Dennis Pajot / Getty Images Sport / Getty

Mitchell Stephens has lagged behind, following in Connor McDavid's path to the NHL. But while the previous experience on his resume exceeds the skills section, he's managed to carve out a position in the Hockey Canada bureau as well.

Connor McDavid didn't have trouble attracting attention north of the border in his draft season; 169 points in 67 games is production well beyond international boundary.

He will be a fixture with Hockey Canada for the next few decades, and will have the torch passed to him before Sidney Crosby is willing to relinquish it. But the Erie Otters superstar and future No. 1-overall selection isn't the only Ontario kid assembling an impressive national portfolio from small-town USA.

Mitchell Stephens scored 22 goals and 48 points last season as part of the leadership core for the Saginaw Spirit. His output is nearly two points per game less than McDavid's, but some pundits believe the pair belong to the same round of Friday's NHL Entry Draft.

For Stephens, it's not about point production, but those contentious, borderline-taboo, qualitative traits: leadership, attitude, compete.

"A hard competitor is going to go a long way, maybe even further than a guy who can put up 100 points in junior," Mitchell told theScore.

"An NHL player competes every shift. It's an aspect that I take seriously, and one that I will bring into being a pro," he added.

"With me, it's about competing every shift."

Stephens rolled the campaign bus to the NHL Scouting Combine in Buffalo earlier this month, promoting himself to team executives, and really, anyone willing to listen.

But he already has a believer in Hockey Canada.

Stephens represented his country and province in U-17 competition before earning an invite, and playing a crucial role, in Canada winning gold at last summer's Ivan Hlinka Memorial Tournament. Following his draft season with Saginaw, he was upgraded to captain, wearing the letter for Canada at the U-18 World Championship in Switzerland this spring.

There, Stephens provided a necessary jolt to his draft stock. He scored five goals and 10 points in seven games, showcasing more than intangibles in arguably his best stretch of the season. But maybe more important than his sudden offensive surge, Stephens proved something to himself.

"I learned that my game can be a lot better than what I have shown. With the right mindset, and the right attitude, I think that every aspect of my game can rise," he said.

It hasn't always been this underdog story.

Stephens took his budding talent 90 minutes west from his hometown of Peterborough, Ontario to join the famed Toronto Marlboros Hockey Club (the organization that just happened to be overseeing McDavid's development) at age 14.

Even then, Stephens was a step, or three, behind McDavid, who had been granted exceptional status by the OHL, but was a star in his own right. He scored 44 goals and 84 points while captaining one of the strongest minor hockey programs on the planet, and earned the eighth-overall selection in the OHL Draft from the Spirit.
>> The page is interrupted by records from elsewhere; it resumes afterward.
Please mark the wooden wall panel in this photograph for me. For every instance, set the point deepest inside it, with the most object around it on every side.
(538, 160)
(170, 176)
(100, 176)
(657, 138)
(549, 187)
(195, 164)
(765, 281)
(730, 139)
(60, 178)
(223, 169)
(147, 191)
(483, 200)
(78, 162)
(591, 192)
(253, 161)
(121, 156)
At the same time, though, Stephens was feeling a pinch, and learning the consequence associated with elite talent pools converging at an early age.

Save for the generational likes of McDavid and Crosby, once-dominant players will reach a point in their careers where they must either accept their standing, or adapt to continue pushing onward by harnessing ancillary strengths.

It's how Stephens has willingly met this plight head on that has his country, and now NHL clubs, on notice.